In Japanese popular culture, there are plenty of strong female leading characters. However, ambitious heroines usually appear and gain acceptance in works targeted toward female readers or viewers. These women generally have sympathetic reasons that justify their ambitions. Raw ambition is not much seen, accepted, or perhaps even allowed in the case of women in reality or fiction.
In this presentation, I will examine how ambitions are characterized in the works of the manga author, Anno Moyoco, whose works appear in magazines targeted for male readership. I will discuss how their depictions reflected the author’s contemporary society, and explore what it means to be ambitious. I will analyze the texts, their production, and readership in relation to the history of depicting ambitious women in Japan. I will also account for the appeal and meaning of these ambitious women for readers and viewers, both male and female.
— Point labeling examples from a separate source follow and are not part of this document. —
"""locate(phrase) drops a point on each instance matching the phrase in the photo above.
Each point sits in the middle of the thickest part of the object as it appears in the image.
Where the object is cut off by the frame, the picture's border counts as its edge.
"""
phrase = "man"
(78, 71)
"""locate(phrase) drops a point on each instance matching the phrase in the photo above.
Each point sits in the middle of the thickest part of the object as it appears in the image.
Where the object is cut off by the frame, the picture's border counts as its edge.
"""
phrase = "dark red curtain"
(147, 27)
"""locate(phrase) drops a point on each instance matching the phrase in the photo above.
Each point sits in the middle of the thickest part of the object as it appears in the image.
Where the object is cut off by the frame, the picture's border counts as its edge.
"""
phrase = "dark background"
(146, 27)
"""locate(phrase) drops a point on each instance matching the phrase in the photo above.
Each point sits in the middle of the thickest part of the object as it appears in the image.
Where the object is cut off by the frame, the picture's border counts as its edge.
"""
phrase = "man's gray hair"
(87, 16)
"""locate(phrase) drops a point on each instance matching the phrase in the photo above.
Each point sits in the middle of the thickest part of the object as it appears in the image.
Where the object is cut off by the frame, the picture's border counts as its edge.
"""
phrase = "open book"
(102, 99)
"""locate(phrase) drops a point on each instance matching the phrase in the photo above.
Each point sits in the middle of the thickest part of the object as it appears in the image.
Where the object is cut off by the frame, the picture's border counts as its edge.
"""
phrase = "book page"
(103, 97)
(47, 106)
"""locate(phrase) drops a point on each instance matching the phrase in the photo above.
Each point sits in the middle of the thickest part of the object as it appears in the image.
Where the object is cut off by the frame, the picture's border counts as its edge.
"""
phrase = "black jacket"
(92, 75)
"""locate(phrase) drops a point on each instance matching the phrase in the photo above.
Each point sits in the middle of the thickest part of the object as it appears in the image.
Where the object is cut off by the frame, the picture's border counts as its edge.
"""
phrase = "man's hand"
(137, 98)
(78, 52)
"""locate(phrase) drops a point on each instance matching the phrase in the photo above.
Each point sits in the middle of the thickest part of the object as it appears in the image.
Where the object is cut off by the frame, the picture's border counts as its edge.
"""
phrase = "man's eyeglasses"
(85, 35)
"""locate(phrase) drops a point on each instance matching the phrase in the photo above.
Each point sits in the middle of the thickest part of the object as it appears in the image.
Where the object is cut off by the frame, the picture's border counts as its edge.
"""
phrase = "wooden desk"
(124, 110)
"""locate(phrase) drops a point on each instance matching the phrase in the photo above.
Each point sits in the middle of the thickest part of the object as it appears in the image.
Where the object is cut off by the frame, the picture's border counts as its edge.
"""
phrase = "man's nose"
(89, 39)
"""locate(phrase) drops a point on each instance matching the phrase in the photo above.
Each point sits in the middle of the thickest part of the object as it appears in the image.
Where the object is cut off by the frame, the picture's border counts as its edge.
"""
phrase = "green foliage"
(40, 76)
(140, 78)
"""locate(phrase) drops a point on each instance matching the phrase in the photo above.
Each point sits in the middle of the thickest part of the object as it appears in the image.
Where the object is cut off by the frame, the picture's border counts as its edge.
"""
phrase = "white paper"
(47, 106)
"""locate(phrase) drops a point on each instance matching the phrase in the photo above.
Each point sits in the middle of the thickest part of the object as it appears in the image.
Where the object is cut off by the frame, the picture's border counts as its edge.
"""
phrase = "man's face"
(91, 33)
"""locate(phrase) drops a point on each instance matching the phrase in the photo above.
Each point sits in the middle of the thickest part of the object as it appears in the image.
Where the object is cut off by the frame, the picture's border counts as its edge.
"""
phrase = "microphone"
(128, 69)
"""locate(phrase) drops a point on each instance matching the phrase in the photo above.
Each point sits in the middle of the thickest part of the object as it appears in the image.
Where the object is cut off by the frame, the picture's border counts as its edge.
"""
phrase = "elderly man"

Dr. Yasuko Akiyama, Lecturer
About the presenter:
Yasuko Akiyama, Ph.D. teaches Japanese at EALC in Indiana University Bloomington, and served as an instructor and coordinator in the summer program at JCMS in the distant past. Her research focuses are language and culture learning in the classroom and Japanese popular culture. Her most recent presentations include “Gendered superheroes?: The women warriors in Claymore and All You Need is Kill,” “Japan’s Aegean”: Using the image of the Mediterranean to promote a Japanese rural sea town, and “Students with disabilities in college Japanese class.